Fate/Grand Order【The arms dealer】 作:放仮ごdz
次回からオルレアン突入で、今回は閑話的な話になります。半分シリアス半分シリアルです。マシュは出ない上にディーラーも出番少ないですが、代わりに新キャラ登場です。またオリジナルクラスです。楽しんでいただければ幸いです。

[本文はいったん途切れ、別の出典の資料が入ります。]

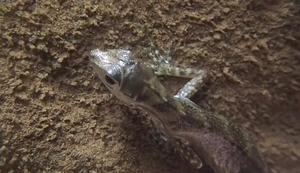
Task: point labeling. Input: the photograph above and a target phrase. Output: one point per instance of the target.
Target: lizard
(198, 136)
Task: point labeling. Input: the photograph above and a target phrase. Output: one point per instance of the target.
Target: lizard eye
(110, 80)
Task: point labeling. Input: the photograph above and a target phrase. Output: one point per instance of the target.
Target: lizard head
(125, 78)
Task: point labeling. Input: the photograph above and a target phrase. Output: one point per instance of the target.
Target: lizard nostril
(109, 80)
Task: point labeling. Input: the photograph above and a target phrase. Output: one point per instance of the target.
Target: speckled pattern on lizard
(198, 136)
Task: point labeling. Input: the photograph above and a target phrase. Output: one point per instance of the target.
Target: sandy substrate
(56, 116)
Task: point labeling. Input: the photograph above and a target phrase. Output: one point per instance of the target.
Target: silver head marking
(112, 66)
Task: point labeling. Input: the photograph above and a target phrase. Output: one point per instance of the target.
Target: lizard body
(195, 134)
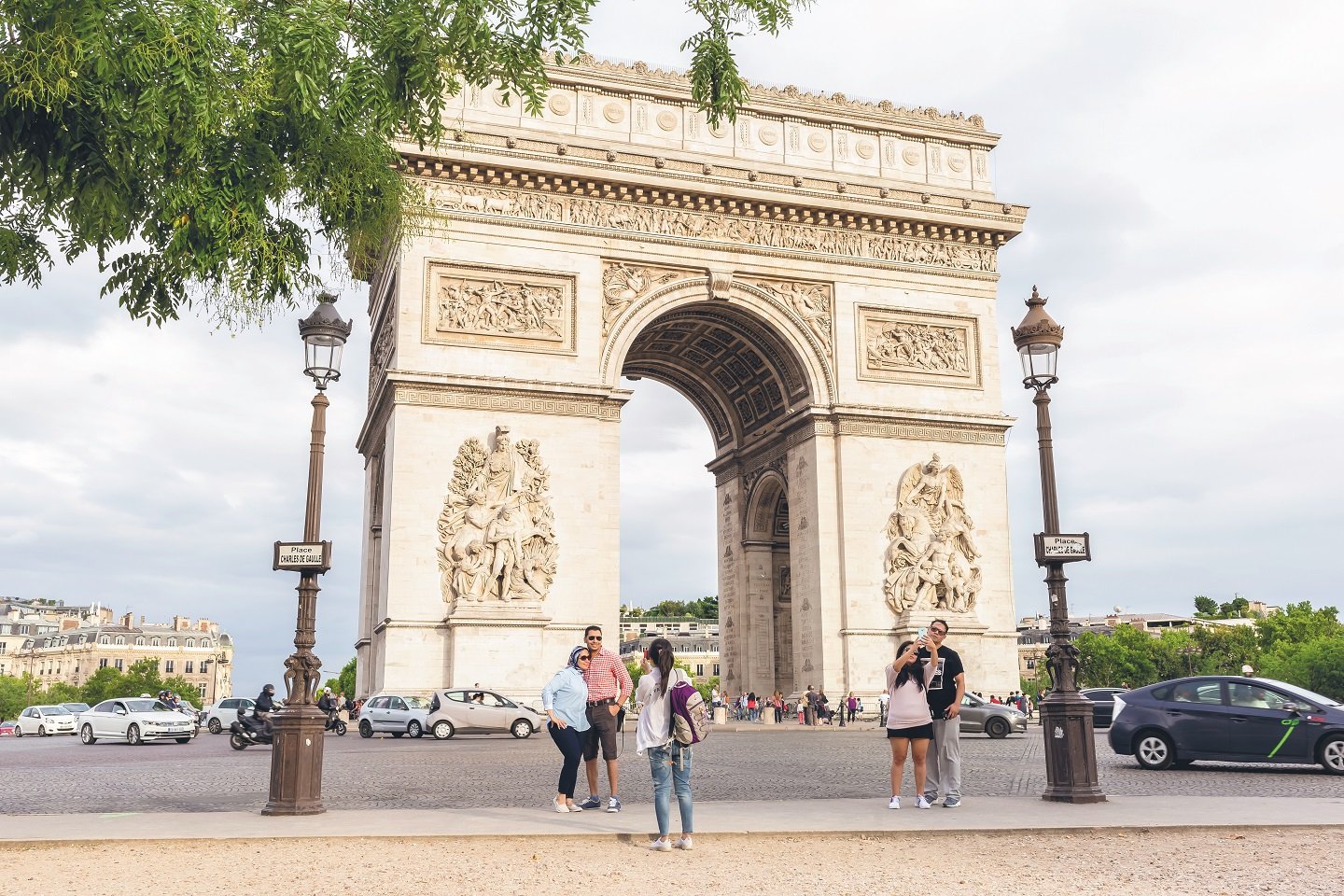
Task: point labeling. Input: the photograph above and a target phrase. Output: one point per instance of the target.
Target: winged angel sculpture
(931, 559)
(497, 532)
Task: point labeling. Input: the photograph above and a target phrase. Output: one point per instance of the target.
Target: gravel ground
(1170, 862)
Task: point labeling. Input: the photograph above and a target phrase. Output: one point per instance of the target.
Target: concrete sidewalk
(868, 817)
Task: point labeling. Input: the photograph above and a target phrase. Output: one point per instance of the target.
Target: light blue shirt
(567, 696)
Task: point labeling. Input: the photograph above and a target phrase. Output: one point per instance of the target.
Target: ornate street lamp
(1066, 716)
(296, 762)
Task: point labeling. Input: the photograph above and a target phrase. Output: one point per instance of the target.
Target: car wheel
(1155, 751)
(1332, 755)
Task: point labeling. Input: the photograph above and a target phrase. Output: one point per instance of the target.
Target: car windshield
(147, 706)
(1303, 692)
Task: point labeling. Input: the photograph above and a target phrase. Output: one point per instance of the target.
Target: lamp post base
(296, 763)
(1066, 719)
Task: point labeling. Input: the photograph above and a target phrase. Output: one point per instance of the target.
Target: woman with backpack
(909, 721)
(669, 761)
(565, 704)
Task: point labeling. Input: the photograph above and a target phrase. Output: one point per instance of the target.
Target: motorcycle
(247, 731)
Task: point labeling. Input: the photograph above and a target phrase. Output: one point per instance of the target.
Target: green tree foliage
(201, 148)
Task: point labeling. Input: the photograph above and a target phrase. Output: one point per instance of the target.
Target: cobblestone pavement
(62, 776)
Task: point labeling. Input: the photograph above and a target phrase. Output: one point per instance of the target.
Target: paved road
(62, 776)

何故か暗いカルデア廊下…そこを爆走する二人の少女がいた。
「な、何よコイツ!何なのよ!」
「知りませんよ!?とりあえず、ディーラーが居る場所まで逃げましょう所長!」
「落ち着いて令呪使えばいいじゃない!?」
「この状況で落ち着けません!」
立香とオルガマリーである。そんな少女達をのしのしと追いかける巨体があった。巨大な鉈を引き摺り、血塗られた白い袖無しのローブを身に纏い、赤く錆びた歪な多角錐状の大きな兜を被っている二メートル近い異様な姿に、二人は恐怖しさらに走る速度を上げる。意思疎通は不可能、何故なら彼は、召喚した直後に襲い掛かって来たのだから。
「一体何を呼んだのよ貴方!バーサーカー!?」
「え、えっと…」
走りながら、先程の召喚で手元に現れた金色のセイントグラフを確認する立香。その裏面には巨大な鋏を構えたフードで顔を隠した人物が描かれていた。表記は、chaserとあった。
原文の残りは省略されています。